The membrane damage by the BJK-4, melittin, and buforin-2 was determined by flow cytometry. In brief, E. coli KCTC 1682 was grown to mid-logarithmic phase in LB, washed thrice with PBS and diluted to with PBS to 2 × 10⁷ CFU/mL. The BJK-4, melittin, and buforin-2 were incubated with the bacterial suspension at a fixed PI concentration of 10 μg/mL for 1 h at 37 °C, followed by the removal of the unbound dye through washing with an excess of PBS. The data were recorded using a FACScan instrument (FACSCalibur, Beckman Coulter Inc., Indianapolis, IN, USA) with a laser excitation wavelength of 488 nm.
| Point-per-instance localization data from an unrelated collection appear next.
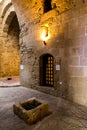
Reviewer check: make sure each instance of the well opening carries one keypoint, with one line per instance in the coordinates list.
(30, 105)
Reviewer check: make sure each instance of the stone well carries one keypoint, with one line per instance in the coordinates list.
(31, 110)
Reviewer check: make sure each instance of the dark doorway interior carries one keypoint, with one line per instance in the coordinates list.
(47, 70)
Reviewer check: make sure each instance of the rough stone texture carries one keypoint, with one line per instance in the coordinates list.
(67, 30)
(31, 110)
(67, 43)
(65, 115)
(9, 42)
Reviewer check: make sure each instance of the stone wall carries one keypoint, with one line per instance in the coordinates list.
(67, 28)
(9, 46)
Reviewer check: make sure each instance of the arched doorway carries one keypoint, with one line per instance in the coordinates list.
(47, 70)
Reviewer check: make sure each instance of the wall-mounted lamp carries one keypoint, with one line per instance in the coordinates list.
(45, 34)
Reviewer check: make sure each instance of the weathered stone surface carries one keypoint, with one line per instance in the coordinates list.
(31, 110)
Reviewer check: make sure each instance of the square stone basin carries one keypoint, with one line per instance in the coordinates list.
(31, 110)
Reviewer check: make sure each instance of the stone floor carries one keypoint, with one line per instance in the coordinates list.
(65, 115)
(4, 82)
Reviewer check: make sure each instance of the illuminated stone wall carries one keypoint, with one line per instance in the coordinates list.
(67, 27)
(9, 43)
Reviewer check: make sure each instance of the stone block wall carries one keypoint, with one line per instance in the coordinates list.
(67, 44)
(9, 47)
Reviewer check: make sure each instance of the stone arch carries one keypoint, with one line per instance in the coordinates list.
(46, 69)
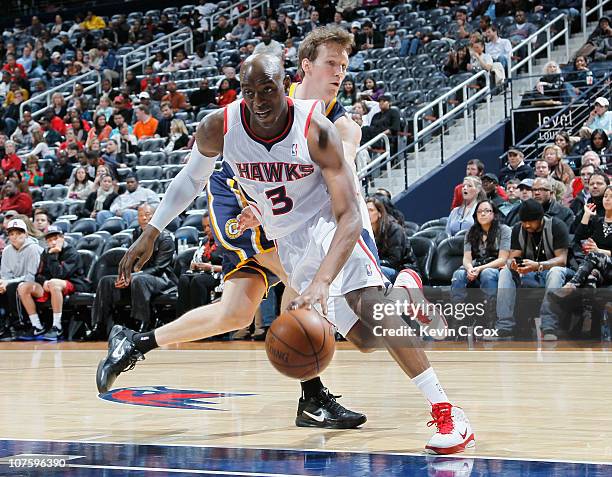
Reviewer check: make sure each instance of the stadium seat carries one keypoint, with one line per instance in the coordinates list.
(448, 258)
(113, 225)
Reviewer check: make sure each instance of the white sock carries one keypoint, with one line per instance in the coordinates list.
(57, 320)
(428, 384)
(35, 320)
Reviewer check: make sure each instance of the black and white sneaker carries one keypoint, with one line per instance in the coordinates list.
(122, 356)
(323, 410)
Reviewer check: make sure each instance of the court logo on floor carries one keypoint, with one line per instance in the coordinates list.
(162, 396)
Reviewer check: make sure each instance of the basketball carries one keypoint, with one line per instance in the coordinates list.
(300, 344)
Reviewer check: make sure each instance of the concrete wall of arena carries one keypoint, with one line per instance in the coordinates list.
(430, 197)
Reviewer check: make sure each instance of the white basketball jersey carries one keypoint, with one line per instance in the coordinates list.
(281, 182)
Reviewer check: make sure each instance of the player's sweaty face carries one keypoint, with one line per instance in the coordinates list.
(263, 97)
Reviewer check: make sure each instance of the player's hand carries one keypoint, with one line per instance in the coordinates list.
(317, 292)
(247, 220)
(138, 254)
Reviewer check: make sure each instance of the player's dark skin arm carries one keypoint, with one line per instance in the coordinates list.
(209, 139)
(326, 150)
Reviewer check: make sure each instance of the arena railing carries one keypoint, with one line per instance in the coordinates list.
(580, 108)
(585, 14)
(228, 11)
(62, 88)
(167, 42)
(363, 169)
(532, 53)
(469, 101)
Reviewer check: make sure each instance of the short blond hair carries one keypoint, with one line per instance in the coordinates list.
(320, 36)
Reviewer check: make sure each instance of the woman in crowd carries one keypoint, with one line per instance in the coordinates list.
(179, 136)
(348, 95)
(560, 170)
(462, 217)
(389, 236)
(485, 251)
(101, 131)
(102, 197)
(82, 186)
(226, 94)
(370, 91)
(33, 176)
(196, 286)
(595, 236)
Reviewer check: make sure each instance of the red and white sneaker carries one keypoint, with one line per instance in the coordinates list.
(435, 324)
(454, 433)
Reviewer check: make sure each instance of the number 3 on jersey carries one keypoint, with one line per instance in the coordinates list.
(278, 196)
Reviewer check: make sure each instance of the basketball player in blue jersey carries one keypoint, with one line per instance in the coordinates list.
(306, 203)
(250, 260)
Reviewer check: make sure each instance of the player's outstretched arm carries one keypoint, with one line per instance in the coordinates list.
(325, 147)
(184, 188)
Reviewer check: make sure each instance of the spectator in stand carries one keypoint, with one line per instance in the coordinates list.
(242, 31)
(15, 200)
(522, 28)
(542, 169)
(369, 91)
(500, 49)
(516, 167)
(562, 140)
(599, 118)
(369, 38)
(474, 168)
(20, 260)
(60, 273)
(201, 279)
(203, 98)
(593, 233)
(93, 22)
(146, 125)
(542, 243)
(462, 217)
(177, 100)
(33, 176)
(155, 277)
(221, 29)
(560, 170)
(490, 183)
(60, 171)
(458, 61)
(226, 94)
(102, 196)
(10, 161)
(485, 251)
(101, 131)
(583, 195)
(178, 137)
(126, 205)
(82, 186)
(163, 127)
(390, 238)
(542, 193)
(597, 186)
(348, 94)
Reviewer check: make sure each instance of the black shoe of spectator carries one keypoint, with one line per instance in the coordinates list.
(122, 356)
(324, 411)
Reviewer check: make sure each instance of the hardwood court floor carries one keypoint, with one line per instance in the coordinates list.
(523, 403)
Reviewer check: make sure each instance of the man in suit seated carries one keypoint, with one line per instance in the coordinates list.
(156, 276)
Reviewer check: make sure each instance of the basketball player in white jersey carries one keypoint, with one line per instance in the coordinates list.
(289, 162)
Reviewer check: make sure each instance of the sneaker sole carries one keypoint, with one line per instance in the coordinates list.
(305, 422)
(469, 443)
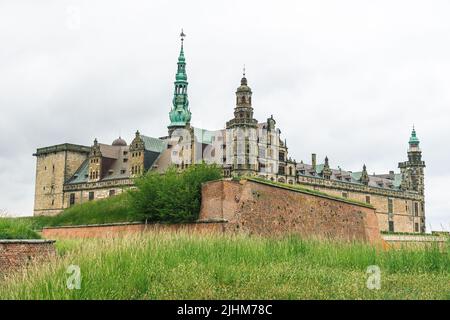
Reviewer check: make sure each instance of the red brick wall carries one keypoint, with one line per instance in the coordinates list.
(256, 208)
(118, 230)
(17, 254)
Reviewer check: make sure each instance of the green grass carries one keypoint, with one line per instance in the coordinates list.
(180, 266)
(11, 228)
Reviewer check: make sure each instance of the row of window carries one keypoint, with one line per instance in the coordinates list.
(136, 170)
(392, 229)
(94, 175)
(91, 196)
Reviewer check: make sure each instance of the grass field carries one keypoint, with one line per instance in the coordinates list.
(216, 267)
(16, 229)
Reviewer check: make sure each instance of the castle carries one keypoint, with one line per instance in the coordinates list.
(67, 174)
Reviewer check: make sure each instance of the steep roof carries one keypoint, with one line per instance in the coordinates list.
(154, 144)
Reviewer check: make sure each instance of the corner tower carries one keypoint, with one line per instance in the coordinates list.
(180, 115)
(412, 170)
(242, 134)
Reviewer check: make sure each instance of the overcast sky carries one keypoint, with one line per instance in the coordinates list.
(346, 79)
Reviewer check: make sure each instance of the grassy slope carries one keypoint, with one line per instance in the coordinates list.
(16, 229)
(212, 267)
(109, 210)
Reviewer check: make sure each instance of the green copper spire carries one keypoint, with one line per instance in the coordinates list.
(180, 115)
(413, 140)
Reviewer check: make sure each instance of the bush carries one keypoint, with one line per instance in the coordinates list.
(108, 210)
(174, 196)
(12, 228)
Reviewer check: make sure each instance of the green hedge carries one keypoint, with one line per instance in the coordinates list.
(173, 196)
(14, 228)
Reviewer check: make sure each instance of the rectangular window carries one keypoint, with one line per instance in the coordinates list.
(391, 226)
(72, 199)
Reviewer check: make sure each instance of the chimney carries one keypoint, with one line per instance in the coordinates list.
(313, 160)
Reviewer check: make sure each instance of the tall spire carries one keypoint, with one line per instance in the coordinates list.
(413, 140)
(180, 115)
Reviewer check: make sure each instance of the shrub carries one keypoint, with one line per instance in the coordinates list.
(12, 228)
(174, 196)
3.3.9. Gel Retardation Assay

DNA retardation activity of BJK-4 and buforin-2 was performed to examine the inhibition of the rate of migration of DNA bands through agarose gels. In brief, BJK-4 and buforin-2 were mixed with a fixed concentration (100 ng) of plasmid DNA (pBR322) in a sample buffer (10 mM Tris-HCl, 5% glucose, 50 μg/mL BSA, 1 mM EDTA, and 20 mM KCl). The mixture of DNA, BJK-4, and buforin-2 samples were incubated at 37 °C for 1 h. After incubation, the samples were analyzed by 1% agarose gel electrophoresis in 0.5% TAE buffer. The plasmid bands were detected by UV illuminator (Bio-Rad, CA, USA).

4. Conclusions

To overcome the issues concerning the emergence of bacterial resistance and low proteolytic stability of AMPs, chemical modifications in the existing AMPs or development of new peptidomimetics are prescribed methods. Incorporation of unnatural amino acids in AMPs is also one such strategy to solve the issues pertaining to poor proteolytic stability of AMPs [16]. The present work describes the synthesis of cationic and hydrophobic Fmoc-triazine amino acids and their application in the construction of amphipathic antibacterial peptidomimetics. We identified the short peptidomimetic, BJK-4 as the most potent antibacterial agent that showed no significant hemolytic activity. This antibacterial agent follows an intra-cellular targeting mechanism as buforin-2 against the bacteria. We also demonstrate that the peptide derived from Fmoc-triazine amino acids enhances proteolytic stability. Further derivatization of peptidomimetics and detailed antibacterial studies are under progress. Compared to peptoid antibacterials, our triazine peptidomimetics has advantages in terms of facile access to introducing various substrates by simple synthetic protocols. Moreover, synthesis of long peptidomimetics involving peptoids possesses demerits in terms of poor coupling yields in SPPS. In contrast, coupling yields of peptidomimetics involving triazine amino acids in SPPS are considerably good. In our previous study, we synthesized triazine polymer antibacterials using SPPS protocol, however to introduce the third substitution in triazine, we used elevated temperature and the yields were relatively low compared to the present study. In the present study, to synthesize peptidomimetics, we adopted the convenient and standard SPPS protocol with good yields [13]. Thus, this study may represent a model for the future development of antimicrobial peptidomimetics with high protease resistance.